The cursive was glanced over at, nodded at it because why not? Of course that’s what it would say, just like how his shirt nearly spelled out his favorite swear. One and the same, except polar opposites. His shoulders shrugged, casual response for playful rejection while the faux fur lining rolled around the back of his knuckles, tossing it around his touch. “No refunds,” he went on, pass was hers, “and no cheating.” And so was the hat, placed back on her, having to tug at it in the back to get it off of her eyes.
“Sounds fake, but what can I get a prize for? My sparkling personality?” All fun and games, look from her to the shirt that she had offered up before back at her. The work had to become a priority at some point, even if it was the least important part in his own mind, the kind of task that hardly made the list. “This is just fucking harassment at this point,” he consented in his own way, hands already curling around the tee, pulling it off over his head to ruffle dirty blond strands. Tossed to the side, just next to the new one before picking it up by the collar. “Are you going to chaperone me on set after this? Make sure I haven’t fucking tossed this thing in the trash when I leave out of here?”

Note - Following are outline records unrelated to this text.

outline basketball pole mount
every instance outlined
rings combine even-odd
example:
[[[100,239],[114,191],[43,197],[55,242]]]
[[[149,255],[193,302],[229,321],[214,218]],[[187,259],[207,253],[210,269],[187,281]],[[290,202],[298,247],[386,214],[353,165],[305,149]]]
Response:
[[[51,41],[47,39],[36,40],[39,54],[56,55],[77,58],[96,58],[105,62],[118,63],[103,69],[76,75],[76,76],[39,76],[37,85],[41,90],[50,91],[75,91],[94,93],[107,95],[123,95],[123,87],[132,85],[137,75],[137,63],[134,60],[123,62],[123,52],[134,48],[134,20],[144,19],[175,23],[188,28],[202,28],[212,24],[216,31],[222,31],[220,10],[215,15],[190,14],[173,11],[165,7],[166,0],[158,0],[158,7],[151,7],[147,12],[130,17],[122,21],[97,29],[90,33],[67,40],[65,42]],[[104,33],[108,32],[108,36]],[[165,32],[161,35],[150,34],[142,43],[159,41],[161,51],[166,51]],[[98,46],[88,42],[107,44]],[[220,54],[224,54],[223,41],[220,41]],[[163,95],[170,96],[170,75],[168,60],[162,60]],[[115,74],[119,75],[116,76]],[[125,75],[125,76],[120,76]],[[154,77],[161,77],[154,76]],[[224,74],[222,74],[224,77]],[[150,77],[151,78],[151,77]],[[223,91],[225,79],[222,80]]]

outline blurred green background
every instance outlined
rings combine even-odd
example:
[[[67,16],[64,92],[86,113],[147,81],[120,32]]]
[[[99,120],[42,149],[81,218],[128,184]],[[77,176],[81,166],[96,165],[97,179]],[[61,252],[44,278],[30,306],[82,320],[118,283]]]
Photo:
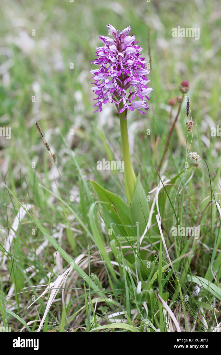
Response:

“oh no, this— this isn’t,” professionalism always the first defense, looking at the mug again with a quick flicker, “it’s just coffee.” but there was no one else in the room to be impressed by her honesty, she was just being poked at once more. and she was slow on the uptake that it had been sarcasm that she was supposed to catch on to. made up for with only her palest attempt at a comeback. “you can try it if you want.” was that good enough, was it even funny? it was the first time she’d tried to attempt something close in maybe ever. at least maybe this week.
“no drinking on the clock.” she said finally, the confusion giving way to a sunny smile. hopefully enough to show that she was joking too. was she? the sentence was true enough to what she believed but. at least starting out his own list of nos as he put the hat back on her head, ugly and hot as it was. she held her breath until his hands returned back to their own personal space. no she didn’t, she was fine. having a little fun with a client, nothing more. maybe a shirtless client, most people asked for a partition. that was fine.

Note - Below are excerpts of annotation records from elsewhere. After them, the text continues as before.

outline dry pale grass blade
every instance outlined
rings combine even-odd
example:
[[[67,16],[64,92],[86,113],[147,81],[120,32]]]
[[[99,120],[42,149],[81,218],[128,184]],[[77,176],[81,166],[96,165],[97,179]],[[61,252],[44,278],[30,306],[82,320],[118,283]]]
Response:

“you’d throw it in the trash?” he hadn’t even tried it on yet, but she was already turning towards the rack again to try and find a better solution for him. that and some privacy, though he didn’t seem all that concerned with the latter. there was nothing to say he wasn’t joking. but gosh what if he wasn’t. “would you rather do a henley, most people always want to dress up, i mean it’s the one time you don’t pay for the clothes.”